A FAMILY whose daughter was diagnosed with the most deadly form of childhood cancer is appealing for support accessing treatment.
Nine-year-old Sky Blues fan Teigan Buckley was told in April she had Diffuse Pontine Glioma – a rare brain tumour which is known as the most aggressive and deadly of all childhood cancers.
Despite the family from Longford, Coventry, being told there was no cure and no survival rate they began researching treatment options abroad.

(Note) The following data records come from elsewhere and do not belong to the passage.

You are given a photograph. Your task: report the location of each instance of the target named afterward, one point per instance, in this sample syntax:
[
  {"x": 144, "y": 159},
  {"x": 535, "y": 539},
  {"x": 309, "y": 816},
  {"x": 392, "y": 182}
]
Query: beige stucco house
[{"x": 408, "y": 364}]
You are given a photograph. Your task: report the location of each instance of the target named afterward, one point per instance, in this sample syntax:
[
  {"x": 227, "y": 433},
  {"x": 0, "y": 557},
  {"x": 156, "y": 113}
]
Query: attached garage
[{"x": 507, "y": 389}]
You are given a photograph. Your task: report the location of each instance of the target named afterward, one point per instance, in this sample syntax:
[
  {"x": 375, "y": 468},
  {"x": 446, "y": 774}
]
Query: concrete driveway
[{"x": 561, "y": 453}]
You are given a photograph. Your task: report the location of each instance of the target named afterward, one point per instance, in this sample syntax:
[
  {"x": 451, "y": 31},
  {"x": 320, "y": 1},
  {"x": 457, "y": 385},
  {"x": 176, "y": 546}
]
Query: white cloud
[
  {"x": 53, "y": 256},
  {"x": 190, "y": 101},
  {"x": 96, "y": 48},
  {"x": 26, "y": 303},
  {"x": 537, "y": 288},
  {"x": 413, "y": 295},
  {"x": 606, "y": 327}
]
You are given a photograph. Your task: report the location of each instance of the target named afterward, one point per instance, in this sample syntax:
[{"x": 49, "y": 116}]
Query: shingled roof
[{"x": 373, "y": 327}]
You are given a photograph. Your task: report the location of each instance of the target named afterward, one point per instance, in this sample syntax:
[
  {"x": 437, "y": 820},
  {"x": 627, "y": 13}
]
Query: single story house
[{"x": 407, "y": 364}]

Mum Lois, who was 36-weeks-pregnant when she discovered the news, is now raising money for a trial drug in Switzerland.
So far the family have raised a staggering £74,000 in just six days, but with trials costing between £100,000 to £400,000 even more is needed.
The mum-of-three said: “Our family has been understandably turned upside down. At the time of diagnosis I was pregnant with Teigan’s little brother, as well as being in lockdown with Teigan and her little sister Arianna. It felt like we had the weight of the world on our shoulders. I honestly didn’t know how we would make it through the day. To know we have made it this far, gives me the hope that is very much needed.

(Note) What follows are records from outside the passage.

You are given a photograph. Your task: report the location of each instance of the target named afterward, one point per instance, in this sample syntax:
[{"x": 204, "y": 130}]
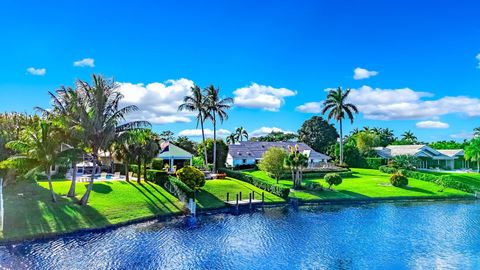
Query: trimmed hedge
[
  {"x": 445, "y": 180},
  {"x": 278, "y": 190}
]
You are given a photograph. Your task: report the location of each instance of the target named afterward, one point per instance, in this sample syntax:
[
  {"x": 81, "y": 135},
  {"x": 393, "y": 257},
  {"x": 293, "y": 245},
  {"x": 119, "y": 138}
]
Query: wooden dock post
[{"x": 250, "y": 201}]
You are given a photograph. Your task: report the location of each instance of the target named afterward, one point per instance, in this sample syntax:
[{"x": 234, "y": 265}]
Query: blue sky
[{"x": 283, "y": 54}]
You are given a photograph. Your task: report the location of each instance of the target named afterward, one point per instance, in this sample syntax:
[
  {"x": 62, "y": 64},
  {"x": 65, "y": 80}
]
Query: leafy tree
[
  {"x": 216, "y": 107},
  {"x": 337, "y": 106},
  {"x": 185, "y": 143},
  {"x": 197, "y": 102},
  {"x": 472, "y": 151},
  {"x": 318, "y": 134},
  {"x": 409, "y": 137},
  {"x": 222, "y": 150},
  {"x": 273, "y": 162},
  {"x": 192, "y": 177},
  {"x": 39, "y": 149},
  {"x": 241, "y": 133},
  {"x": 296, "y": 161},
  {"x": 333, "y": 179}
]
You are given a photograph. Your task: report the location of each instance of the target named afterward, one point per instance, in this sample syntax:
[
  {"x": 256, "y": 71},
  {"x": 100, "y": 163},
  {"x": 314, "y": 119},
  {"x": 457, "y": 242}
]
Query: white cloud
[
  {"x": 36, "y": 71},
  {"x": 158, "y": 102},
  {"x": 361, "y": 73},
  {"x": 462, "y": 135},
  {"x": 432, "y": 124},
  {"x": 208, "y": 133},
  {"x": 85, "y": 62},
  {"x": 405, "y": 103},
  {"x": 310, "y": 107},
  {"x": 267, "y": 130},
  {"x": 262, "y": 97}
]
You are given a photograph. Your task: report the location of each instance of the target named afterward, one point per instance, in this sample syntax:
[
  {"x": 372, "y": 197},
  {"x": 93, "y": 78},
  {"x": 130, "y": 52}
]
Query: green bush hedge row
[
  {"x": 278, "y": 190},
  {"x": 444, "y": 180}
]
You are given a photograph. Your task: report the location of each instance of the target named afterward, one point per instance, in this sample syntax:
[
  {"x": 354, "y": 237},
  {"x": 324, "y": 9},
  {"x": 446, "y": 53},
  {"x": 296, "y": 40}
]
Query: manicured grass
[
  {"x": 29, "y": 210},
  {"x": 214, "y": 193},
  {"x": 365, "y": 183},
  {"x": 471, "y": 179}
]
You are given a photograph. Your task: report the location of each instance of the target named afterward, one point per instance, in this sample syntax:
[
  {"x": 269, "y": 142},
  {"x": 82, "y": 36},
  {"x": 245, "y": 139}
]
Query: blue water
[{"x": 377, "y": 236}]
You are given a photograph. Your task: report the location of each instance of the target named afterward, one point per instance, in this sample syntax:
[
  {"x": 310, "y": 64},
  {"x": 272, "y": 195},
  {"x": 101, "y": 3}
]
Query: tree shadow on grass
[{"x": 35, "y": 214}]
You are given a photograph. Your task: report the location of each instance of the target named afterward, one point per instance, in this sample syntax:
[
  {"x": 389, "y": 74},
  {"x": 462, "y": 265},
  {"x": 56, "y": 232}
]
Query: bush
[
  {"x": 278, "y": 190},
  {"x": 159, "y": 177},
  {"x": 398, "y": 180},
  {"x": 333, "y": 179},
  {"x": 374, "y": 163},
  {"x": 157, "y": 164},
  {"x": 191, "y": 176}
]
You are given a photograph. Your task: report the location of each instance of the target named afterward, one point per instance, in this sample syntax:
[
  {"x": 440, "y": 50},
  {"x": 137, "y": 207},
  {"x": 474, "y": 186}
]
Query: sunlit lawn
[
  {"x": 214, "y": 193},
  {"x": 29, "y": 210},
  {"x": 366, "y": 183}
]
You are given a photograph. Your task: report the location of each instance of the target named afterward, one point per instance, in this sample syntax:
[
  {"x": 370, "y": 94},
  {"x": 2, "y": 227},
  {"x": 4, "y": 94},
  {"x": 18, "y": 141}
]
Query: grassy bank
[
  {"x": 30, "y": 212},
  {"x": 214, "y": 193},
  {"x": 365, "y": 183}
]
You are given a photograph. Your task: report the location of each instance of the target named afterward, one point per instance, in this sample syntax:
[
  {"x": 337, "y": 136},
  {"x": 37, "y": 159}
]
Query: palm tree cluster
[
  {"x": 87, "y": 118},
  {"x": 208, "y": 105}
]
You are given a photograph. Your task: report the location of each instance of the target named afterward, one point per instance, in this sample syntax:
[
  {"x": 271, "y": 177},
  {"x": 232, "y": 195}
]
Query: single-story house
[
  {"x": 250, "y": 153},
  {"x": 429, "y": 158}
]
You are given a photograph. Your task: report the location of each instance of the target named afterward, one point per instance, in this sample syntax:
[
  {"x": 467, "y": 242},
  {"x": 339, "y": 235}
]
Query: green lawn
[
  {"x": 214, "y": 193},
  {"x": 471, "y": 179},
  {"x": 29, "y": 210},
  {"x": 366, "y": 183}
]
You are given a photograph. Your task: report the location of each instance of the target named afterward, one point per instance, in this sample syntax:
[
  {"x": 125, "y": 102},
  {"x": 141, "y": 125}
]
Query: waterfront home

“Anyone who knows Teigan, will know that even this will not stop her, she’s strong, brave and determined to beat this.
“After one round of radiotherapy, the doctors were amazed by how much the tumour had shrunk. This kick-started us into exploring every possible option we have.
“We are trying to raise money for a clinical drug trial in Switzerland. Teigan has to be within 12 weeks post radiotherapy, she is now on week seven.
“After discussing the trials with the consultant, we began to explore the many trials outside the country, some even as far as the USA.
“These trials cost up to £400,000 or even more, depending on treatment. So we opened a fund-raising page to try and make the impossible, possible.
“We want to give our little girl the chance at life she deserves.”
The campaign has also been backed by Coventry City player Jodi Jones who has set up a fund-raising page and will donate his shirt from the Checkatrade Trophy victory at Wembley in 2017 and set up a fund-raising page.
So far nearly £3,000 has been donated.
He said: The reason I am doing this is because I believe we can all make the impossible, possible.
“As a Coventry City player I would do anything to help a young Coventry City fan. So I am giving away my match worn shirt from our Checkatrade Trophy victory at Wembley in 2017, which we won 2-1 in front of 74,434 fans.
“This shirt means a lot to me but it is nowhere near as important as Teigan’s life. “Every donation will make a huge difference and out of everybody who donates I will choose somebody to give this top to.
“Let’s make the impossible, possible.”